Once in the ER, the attending physican pretty much agreed with the diagnosis although said he wanted me to be evaluated by a neurologist just to be sure.  And my blood and urine work were completely normal.  And so at 10:30 at night I was finally discharged since I had begun to walk normally once again.  The ER doctor said I could go on a low dose of the gaba to help ease the withdrawal symptoms but I said no - given that it was finally leaving my body and I could again walk (although with an occional feeling once again that I might lose it and topple over) why would I want to reintroduce it into my body.

And that night I slept 3 1/2 hours on my own.  HOWEVER the next 4 nights I got ZERO sleep!  Insomnia, as it turns out, is also a symtom of the withdrawal syndrome and at that point I could not take it any more - from reading this forum I was afraid this insomnia might last for weeks!  And, again in consultation with my pharmacist, I went back on a low dose (200 mg) with the intention of doing a slower taper this time around.  The next two nights I got 2 hours of sleep each but the back pain and itching started up and so the next night went to 150 mg and got 4 hours of sleep. And that brings us to the present.  Last night I again got zero hours but my brother died unexpectedly of cardiac arrest yesterday so am not sure if I was reacting to that or whether I went from 200 to 150 too quickly - hopefully the former since I really do not want to go up again.  And so the plan is to go from 150 to 100 to 50 (I am cutting the capsule in half - a bit tricky) over the next couple of weeks.  

And a request - hopefully no one will suggest that I use ativan to ease the withdrawal - I never want to take a benzo again as long as I live given how quickly I became dependent on it!

And that is my story to date.

I was prescribed this horrible drug on June 16 at 100mg 3 times a day, then the next week increased to 200mg for. "Short time" but then 3 days later it was increased to 300mg 3 times per day.
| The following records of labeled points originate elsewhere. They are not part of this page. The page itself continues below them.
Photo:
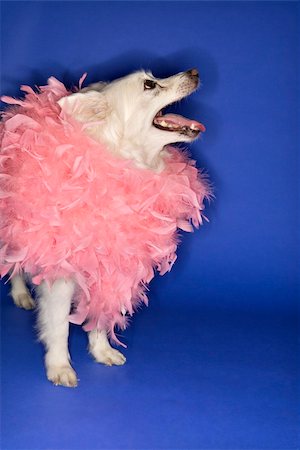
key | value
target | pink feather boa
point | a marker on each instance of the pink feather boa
(69, 208)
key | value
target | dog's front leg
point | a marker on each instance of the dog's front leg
(101, 350)
(53, 323)
(20, 294)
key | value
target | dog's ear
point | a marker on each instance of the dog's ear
(85, 107)
(95, 87)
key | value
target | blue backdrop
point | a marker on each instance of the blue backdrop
(212, 363)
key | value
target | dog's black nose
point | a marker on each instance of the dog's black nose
(193, 73)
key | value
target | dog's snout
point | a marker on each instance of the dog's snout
(193, 73)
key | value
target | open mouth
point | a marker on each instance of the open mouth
(178, 124)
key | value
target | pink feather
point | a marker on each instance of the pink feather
(69, 208)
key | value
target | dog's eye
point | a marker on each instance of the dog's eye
(149, 84)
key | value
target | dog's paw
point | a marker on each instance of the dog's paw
(110, 357)
(23, 300)
(62, 376)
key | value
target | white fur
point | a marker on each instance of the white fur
(120, 114)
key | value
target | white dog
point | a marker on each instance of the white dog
(133, 126)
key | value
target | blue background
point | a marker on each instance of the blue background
(213, 362)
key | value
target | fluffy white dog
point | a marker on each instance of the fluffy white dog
(127, 116)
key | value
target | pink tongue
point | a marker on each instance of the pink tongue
(180, 120)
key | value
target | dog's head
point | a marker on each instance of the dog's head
(127, 114)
Today is July 1 and I quit. I took 300 this morning but will take 200 in morning than 100 on Wed. and then no more, my own scaling down and my own decision to quit. . I would rather suffer with pain in my body than jumbled brains in my head. I feel drunk in my head, want to cry all the time, chills and aches. I want to die and have had thoughts of suicide. Need to clean my body and mind of this horrible stuff.  I take no meds whatsoever except an antibiotic from time to time and I am 69 years old, perhaps a headache one or two a year and use aspirin, so this stuff was new to me. I will never take this stuff again. I believe I had Shingles starting up is what caused my initial pain as I have 14 sore like places healing on my upper back. Whatever the cause. Nothing is as bad as not feeling normal, or as normal as I used to feel before all this started. I encourage anyone who has never used it...dont ever start.